KANSAS CITY – States such as Kansas, Texas and Oklahoma showed small, mixed shifts in winter wheat crop condition ratings in summaries for March 11-17 from the U.S. Department of Agriculture, whose field offices have been reporting weekly on those crop conditions during March.

Kansas, the top hard red winter wheat producing state, rated 29% of the crop in good to excellent condition, an improvement from 27% in the previous week, the U.S.D.A.’s Kansas Field Office said Monday.

Texas saw a small decline in good-to-excellent rated winter wheat in the latest week to 16%, down from 18% the previous week, said the U.S.D.A. Texas Field Office.

Oklahoma picked up a few percentage points in the good-to-excellent category. The state’s U.S.D.A. Field Office said 24% of the winter wheat crop was rated good to excellent, up from 20% in the previous week.
Large percentages of the crops in these three states continued to be rated poor to very poor because of continuing drought, but both Kansas and Oklahoma saw declines of these lowest-rated categories compared with a week earlier. In Kansas, a total of 29% of the 2013 crop was rated poor to very poor in the latest week, a decline from 32% in the previous week. Texas saw 44% of its crop rated poor to very poor, the same as the previous week. Oklahoma saw a decline in poor-to-very-poor wheat conditions in the latest week to 37%, down from 41% the prior week.
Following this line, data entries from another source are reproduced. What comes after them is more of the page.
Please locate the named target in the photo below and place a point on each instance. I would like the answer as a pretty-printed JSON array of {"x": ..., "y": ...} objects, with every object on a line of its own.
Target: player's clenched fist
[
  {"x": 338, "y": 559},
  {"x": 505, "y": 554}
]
Soil moisture levels remained a concern in all three states, each one reporting less than 5% surplus moisture in the most recent week. In Kansas, a total of 48% of the state had adequate moisture, while 30% was short and 19% was very short, little changed from the previous week.
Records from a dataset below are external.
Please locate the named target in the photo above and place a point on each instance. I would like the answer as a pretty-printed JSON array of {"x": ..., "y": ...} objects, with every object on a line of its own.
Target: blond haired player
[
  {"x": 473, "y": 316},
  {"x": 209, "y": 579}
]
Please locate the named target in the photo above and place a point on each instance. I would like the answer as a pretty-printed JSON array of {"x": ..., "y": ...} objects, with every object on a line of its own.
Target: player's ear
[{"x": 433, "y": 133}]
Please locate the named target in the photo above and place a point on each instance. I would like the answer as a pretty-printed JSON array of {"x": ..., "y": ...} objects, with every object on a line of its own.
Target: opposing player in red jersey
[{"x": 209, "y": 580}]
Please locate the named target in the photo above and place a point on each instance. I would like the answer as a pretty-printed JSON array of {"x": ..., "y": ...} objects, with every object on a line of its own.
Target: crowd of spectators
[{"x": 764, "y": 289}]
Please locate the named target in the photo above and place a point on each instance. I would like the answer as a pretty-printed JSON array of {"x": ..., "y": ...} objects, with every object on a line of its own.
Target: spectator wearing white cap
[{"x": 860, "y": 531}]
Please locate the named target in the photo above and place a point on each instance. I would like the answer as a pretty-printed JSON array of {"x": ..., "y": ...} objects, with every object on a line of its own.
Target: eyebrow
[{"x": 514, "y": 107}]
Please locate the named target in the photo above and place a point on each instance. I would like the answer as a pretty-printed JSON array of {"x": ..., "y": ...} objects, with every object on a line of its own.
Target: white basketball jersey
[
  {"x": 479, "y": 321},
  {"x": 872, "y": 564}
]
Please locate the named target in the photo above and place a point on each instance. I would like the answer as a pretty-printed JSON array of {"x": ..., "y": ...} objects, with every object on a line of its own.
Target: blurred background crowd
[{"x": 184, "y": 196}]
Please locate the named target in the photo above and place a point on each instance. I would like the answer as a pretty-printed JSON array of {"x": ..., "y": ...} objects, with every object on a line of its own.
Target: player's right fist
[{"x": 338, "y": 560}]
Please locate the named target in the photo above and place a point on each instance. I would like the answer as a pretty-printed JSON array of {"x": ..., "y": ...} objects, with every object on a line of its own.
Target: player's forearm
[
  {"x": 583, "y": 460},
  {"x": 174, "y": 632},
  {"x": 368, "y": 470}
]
“The Kansas wheat crop has started to green up with the warmer temperatures. Producers were top dressing wheat and cool season grasses. Lack of soil moisture is a concern for spring planting and for development of the wheat crop,” said the Kansas U.S.D.A. Field Office.

Texas reported 27% of the state had adequate oil moisture, while 41% was short and 31% was very short. “Dry conditions continued to be a problem, with winds depleting soil moisture,” said the Texas Field Office.

Oklahoma said 53% of the state had adequate soil moisture in the latest week, down from 57% the previous week and 63% a year ago, while 32% was short and 14% was very short.

“March is off to a dry start, and six of the nine districts have received less than half of normal precipitation for the period since March 1,” said the Oklahoma Field office.